The government then tells journalists from the Guardian, Financial Times, the Times and others that they will not name Kelly, but will confirm his identity if named by the journalists. The Guardian’s Richard Norton-Taylor offers three names and the MoD confirmed that one name—Kelly—is the man in question. His identity is now in the public arena.

At some point Kelly is questioned for three days by MoD officials and reportedly threatened with the Official Secrets Act. It is also alleged that he was threatened with losing his pension.

On July 15, Kelly appears before the Foreign Affairs Committee and tells it in halting terms that he believes he was not the main source for Gilligan’s story. When asked whether he had told Gilligan that Campbell had transformed the September document, he replies evasively, “I cannot recall using the name Campbell in that context, it does not sound like a thing that I would say.”

The BBC again refuses to confirm that Kelly was its source.

On July 16, Kelly appears in a private session of the Intelligence and Security Committee (ISC) where he is interrogated. That same day Blair tells MPs that the BBC should say whether or not Kelly is the source for their report.

On July 17 at 3:00 p.m., Kelly leaves his house in Abingdon, Oxfordshire, telling his wife he is going for a walk. He dies later that day.

The following questions must be answered regarding events leading up to Kelly’s death:

* What pressure was placed on Kelly after he gave himself up?

* Was he threatened with the Official Secrets Act as has been reported?

* Was he asked to change his story in order to embarrass Gilligan and the BBC?

* Or was he forced to lie to protect himself from the witchhunt by the government and its FAC and ISC inquiries, or due to threats from within the MoD or his personal loyalty to it?

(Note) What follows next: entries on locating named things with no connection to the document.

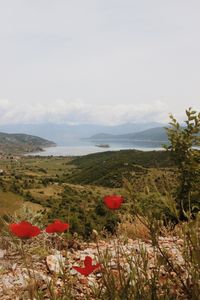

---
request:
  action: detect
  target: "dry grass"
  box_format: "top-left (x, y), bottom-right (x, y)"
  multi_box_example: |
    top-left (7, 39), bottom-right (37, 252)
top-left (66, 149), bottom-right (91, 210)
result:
top-left (118, 215), bottom-right (150, 240)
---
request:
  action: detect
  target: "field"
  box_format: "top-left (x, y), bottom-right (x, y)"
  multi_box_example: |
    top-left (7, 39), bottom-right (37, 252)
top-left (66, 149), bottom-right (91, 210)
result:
top-left (0, 150), bottom-right (176, 235)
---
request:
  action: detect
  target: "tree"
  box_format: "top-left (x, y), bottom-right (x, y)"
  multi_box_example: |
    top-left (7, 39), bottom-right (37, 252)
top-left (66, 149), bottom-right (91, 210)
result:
top-left (165, 108), bottom-right (200, 220)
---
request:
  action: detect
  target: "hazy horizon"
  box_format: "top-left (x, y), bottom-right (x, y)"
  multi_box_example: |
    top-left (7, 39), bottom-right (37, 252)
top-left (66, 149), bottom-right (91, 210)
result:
top-left (0, 0), bottom-right (200, 125)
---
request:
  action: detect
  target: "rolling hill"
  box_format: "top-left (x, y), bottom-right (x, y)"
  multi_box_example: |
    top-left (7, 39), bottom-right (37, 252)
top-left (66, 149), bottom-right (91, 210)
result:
top-left (90, 127), bottom-right (168, 142)
top-left (0, 132), bottom-right (56, 154)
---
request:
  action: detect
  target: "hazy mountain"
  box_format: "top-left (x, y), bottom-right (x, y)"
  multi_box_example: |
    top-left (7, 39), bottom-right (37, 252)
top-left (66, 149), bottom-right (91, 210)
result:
top-left (91, 127), bottom-right (168, 142)
top-left (0, 122), bottom-right (164, 145)
top-left (0, 132), bottom-right (55, 154)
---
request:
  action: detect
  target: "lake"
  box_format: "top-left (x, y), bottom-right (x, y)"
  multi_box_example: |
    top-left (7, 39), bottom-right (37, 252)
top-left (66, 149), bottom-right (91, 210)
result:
top-left (26, 139), bottom-right (166, 156)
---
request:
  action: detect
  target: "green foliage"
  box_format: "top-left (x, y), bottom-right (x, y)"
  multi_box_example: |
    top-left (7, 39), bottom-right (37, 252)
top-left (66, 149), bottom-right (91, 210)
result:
top-left (165, 108), bottom-right (200, 219)
top-left (65, 150), bottom-right (172, 187)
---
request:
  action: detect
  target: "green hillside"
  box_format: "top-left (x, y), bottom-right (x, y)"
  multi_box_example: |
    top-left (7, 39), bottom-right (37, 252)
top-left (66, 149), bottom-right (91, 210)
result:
top-left (91, 127), bottom-right (168, 142)
top-left (65, 150), bottom-right (172, 187)
top-left (0, 132), bottom-right (55, 154)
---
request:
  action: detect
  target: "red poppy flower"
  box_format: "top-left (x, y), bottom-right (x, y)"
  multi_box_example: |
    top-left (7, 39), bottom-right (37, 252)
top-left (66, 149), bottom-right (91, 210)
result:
top-left (73, 256), bottom-right (101, 276)
top-left (46, 220), bottom-right (69, 233)
top-left (104, 195), bottom-right (124, 209)
top-left (9, 221), bottom-right (41, 239)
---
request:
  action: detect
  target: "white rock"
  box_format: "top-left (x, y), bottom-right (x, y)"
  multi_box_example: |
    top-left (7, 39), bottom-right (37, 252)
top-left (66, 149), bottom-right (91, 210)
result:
top-left (46, 251), bottom-right (65, 273)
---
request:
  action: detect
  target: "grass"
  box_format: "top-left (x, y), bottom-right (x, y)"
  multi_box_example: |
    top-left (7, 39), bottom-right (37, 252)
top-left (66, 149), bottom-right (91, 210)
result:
top-left (0, 191), bottom-right (42, 216)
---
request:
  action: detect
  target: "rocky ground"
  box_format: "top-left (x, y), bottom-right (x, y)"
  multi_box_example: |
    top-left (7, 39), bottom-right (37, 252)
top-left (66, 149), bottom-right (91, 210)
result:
top-left (0, 237), bottom-right (184, 300)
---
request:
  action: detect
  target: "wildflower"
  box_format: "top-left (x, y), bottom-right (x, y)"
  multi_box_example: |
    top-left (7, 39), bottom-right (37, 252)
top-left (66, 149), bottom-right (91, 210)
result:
top-left (73, 256), bottom-right (101, 276)
top-left (9, 221), bottom-right (41, 239)
top-left (46, 220), bottom-right (69, 233)
top-left (104, 195), bottom-right (124, 209)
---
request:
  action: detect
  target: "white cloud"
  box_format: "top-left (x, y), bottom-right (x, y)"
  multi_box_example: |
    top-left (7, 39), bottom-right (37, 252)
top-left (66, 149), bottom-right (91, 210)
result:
top-left (0, 99), bottom-right (167, 125)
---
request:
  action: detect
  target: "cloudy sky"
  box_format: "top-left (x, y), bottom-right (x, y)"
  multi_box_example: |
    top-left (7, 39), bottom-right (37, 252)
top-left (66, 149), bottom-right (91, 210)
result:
top-left (0, 0), bottom-right (200, 124)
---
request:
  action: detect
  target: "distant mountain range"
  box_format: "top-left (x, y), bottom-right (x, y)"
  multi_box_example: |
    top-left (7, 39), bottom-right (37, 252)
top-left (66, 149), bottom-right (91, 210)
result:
top-left (0, 132), bottom-right (56, 154)
top-left (90, 127), bottom-right (168, 142)
top-left (0, 122), bottom-right (165, 145)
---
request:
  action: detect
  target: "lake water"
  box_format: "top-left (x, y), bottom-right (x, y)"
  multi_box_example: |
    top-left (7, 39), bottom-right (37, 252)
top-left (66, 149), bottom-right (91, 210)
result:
top-left (27, 140), bottom-right (163, 156)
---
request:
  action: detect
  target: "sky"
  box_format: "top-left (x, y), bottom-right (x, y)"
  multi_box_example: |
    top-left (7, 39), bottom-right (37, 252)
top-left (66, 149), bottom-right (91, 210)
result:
top-left (0, 0), bottom-right (200, 125)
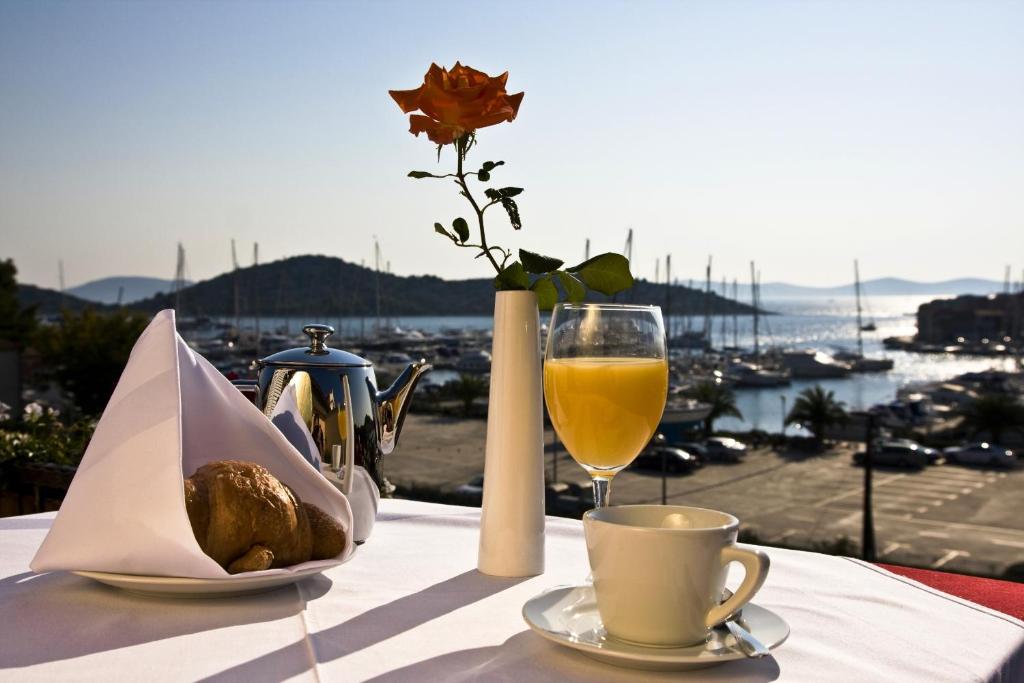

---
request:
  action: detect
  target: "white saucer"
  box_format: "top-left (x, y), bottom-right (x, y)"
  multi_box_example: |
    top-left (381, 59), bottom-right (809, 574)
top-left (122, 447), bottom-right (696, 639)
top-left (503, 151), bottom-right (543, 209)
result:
top-left (72, 550), bottom-right (355, 598)
top-left (522, 586), bottom-right (790, 671)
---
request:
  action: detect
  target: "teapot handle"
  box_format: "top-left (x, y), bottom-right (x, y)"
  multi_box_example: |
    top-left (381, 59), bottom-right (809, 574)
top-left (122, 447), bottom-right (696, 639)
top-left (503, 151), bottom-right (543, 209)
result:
top-left (334, 375), bottom-right (355, 496)
top-left (231, 380), bottom-right (263, 410)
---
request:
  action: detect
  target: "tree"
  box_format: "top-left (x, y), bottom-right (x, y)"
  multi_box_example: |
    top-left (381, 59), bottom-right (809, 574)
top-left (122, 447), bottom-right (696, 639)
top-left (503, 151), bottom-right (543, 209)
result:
top-left (687, 382), bottom-right (743, 436)
top-left (447, 374), bottom-right (487, 418)
top-left (36, 309), bottom-right (147, 415)
top-left (963, 393), bottom-right (1024, 443)
top-left (785, 385), bottom-right (848, 447)
top-left (0, 259), bottom-right (36, 347)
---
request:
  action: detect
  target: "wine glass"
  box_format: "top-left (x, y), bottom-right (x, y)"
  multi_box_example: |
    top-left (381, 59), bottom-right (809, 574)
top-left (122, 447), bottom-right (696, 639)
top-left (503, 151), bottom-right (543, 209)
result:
top-left (544, 303), bottom-right (669, 508)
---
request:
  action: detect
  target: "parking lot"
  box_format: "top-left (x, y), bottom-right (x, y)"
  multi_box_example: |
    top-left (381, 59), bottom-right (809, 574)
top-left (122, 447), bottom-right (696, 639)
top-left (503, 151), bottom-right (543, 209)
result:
top-left (385, 415), bottom-right (1024, 577)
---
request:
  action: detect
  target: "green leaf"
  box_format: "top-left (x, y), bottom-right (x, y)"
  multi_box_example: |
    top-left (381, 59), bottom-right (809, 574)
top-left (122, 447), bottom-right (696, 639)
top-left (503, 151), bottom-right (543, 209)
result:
top-left (567, 252), bottom-right (633, 296)
top-left (529, 275), bottom-right (558, 310)
top-left (502, 197), bottom-right (522, 230)
top-left (519, 249), bottom-right (564, 275)
top-left (452, 217), bottom-right (469, 242)
top-left (495, 261), bottom-right (529, 290)
top-left (555, 270), bottom-right (587, 303)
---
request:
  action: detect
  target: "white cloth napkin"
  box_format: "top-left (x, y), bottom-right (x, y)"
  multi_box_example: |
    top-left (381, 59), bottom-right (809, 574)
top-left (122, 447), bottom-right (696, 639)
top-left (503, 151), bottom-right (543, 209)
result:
top-left (270, 382), bottom-right (321, 472)
top-left (31, 310), bottom-right (353, 579)
top-left (321, 463), bottom-right (381, 543)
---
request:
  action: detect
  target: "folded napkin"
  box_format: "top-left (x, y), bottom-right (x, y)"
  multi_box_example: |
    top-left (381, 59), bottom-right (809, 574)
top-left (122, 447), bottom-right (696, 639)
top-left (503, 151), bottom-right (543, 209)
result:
top-left (31, 310), bottom-right (353, 579)
top-left (270, 382), bottom-right (321, 472)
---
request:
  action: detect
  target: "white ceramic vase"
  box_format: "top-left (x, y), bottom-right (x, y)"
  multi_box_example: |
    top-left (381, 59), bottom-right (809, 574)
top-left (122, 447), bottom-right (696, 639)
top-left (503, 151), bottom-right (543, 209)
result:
top-left (477, 292), bottom-right (544, 577)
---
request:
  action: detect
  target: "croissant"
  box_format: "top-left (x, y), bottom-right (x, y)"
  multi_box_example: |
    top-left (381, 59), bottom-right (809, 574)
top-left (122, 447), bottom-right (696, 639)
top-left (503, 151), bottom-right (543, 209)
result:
top-left (184, 460), bottom-right (345, 573)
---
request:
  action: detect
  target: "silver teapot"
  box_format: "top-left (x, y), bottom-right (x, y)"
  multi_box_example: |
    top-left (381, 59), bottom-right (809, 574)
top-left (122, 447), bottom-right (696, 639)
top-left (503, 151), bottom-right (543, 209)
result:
top-left (236, 325), bottom-right (431, 496)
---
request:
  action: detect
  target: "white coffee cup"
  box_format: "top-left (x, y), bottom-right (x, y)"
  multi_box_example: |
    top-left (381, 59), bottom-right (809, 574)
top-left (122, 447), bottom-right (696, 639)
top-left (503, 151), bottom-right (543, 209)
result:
top-left (583, 505), bottom-right (769, 647)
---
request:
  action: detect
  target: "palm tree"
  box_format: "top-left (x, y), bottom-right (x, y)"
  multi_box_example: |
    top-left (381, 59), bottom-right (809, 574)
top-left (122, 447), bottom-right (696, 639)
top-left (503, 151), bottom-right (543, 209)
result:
top-left (687, 382), bottom-right (743, 436)
top-left (963, 393), bottom-right (1024, 443)
top-left (785, 385), bottom-right (847, 446)
top-left (447, 374), bottom-right (487, 418)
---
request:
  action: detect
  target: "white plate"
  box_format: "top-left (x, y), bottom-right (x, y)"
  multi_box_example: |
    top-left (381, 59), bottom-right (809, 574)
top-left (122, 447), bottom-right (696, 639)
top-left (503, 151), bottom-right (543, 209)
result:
top-left (72, 549), bottom-right (355, 598)
top-left (522, 586), bottom-right (790, 671)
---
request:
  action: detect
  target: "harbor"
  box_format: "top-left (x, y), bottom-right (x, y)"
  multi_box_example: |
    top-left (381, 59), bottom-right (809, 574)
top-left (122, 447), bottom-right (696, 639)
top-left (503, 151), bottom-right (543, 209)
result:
top-left (185, 295), bottom-right (1019, 433)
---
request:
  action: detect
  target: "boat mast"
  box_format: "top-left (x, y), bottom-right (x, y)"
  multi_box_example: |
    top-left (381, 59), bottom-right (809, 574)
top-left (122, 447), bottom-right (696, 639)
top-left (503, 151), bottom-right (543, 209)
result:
top-left (231, 238), bottom-right (242, 335)
top-left (751, 261), bottom-right (761, 358)
top-left (732, 278), bottom-right (739, 348)
top-left (721, 275), bottom-right (729, 348)
top-left (253, 242), bottom-right (263, 344)
top-left (665, 254), bottom-right (672, 348)
top-left (853, 259), bottom-right (864, 358)
top-left (703, 256), bottom-right (711, 350)
top-left (374, 238), bottom-right (381, 336)
top-left (57, 258), bottom-right (65, 311)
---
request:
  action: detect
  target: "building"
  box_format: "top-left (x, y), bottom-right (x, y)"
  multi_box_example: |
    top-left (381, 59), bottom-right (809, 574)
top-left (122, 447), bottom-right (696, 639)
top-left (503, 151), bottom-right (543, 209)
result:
top-left (915, 292), bottom-right (1024, 345)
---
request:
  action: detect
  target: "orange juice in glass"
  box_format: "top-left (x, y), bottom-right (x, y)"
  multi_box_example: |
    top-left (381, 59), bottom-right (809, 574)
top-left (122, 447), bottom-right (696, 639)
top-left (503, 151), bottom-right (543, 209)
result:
top-left (544, 304), bottom-right (669, 507)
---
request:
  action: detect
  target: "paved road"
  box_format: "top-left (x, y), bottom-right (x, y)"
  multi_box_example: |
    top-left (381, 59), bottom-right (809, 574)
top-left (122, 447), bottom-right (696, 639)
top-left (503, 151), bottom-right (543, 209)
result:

* Foreign Secretary Geoff Hoon, the Foreign Office and the Number 10 press office all conspired to make Kelly’s name public. Was this sanctioned by Tony Blair, who is seeking to blame Hoon alone?

According to a report in the July 24 Financial Times, Blair knew of Kelly’s identity a full week before it became public, which, the paper states, places him “firmly in the chain of events that led to Mr Kelly’s death”.

* Kelly’s interrogation by the ISC was behind closed doors. What was said in this private session and will the transcripts be revealed?

* Given that Kelly was so highly placed, was he really acting without authorisation when he spoke to Gilligan and other journalists or was this sanctioned by others higher up within the MoD whom he sought to defend in his testimony to the FAC and the ISC?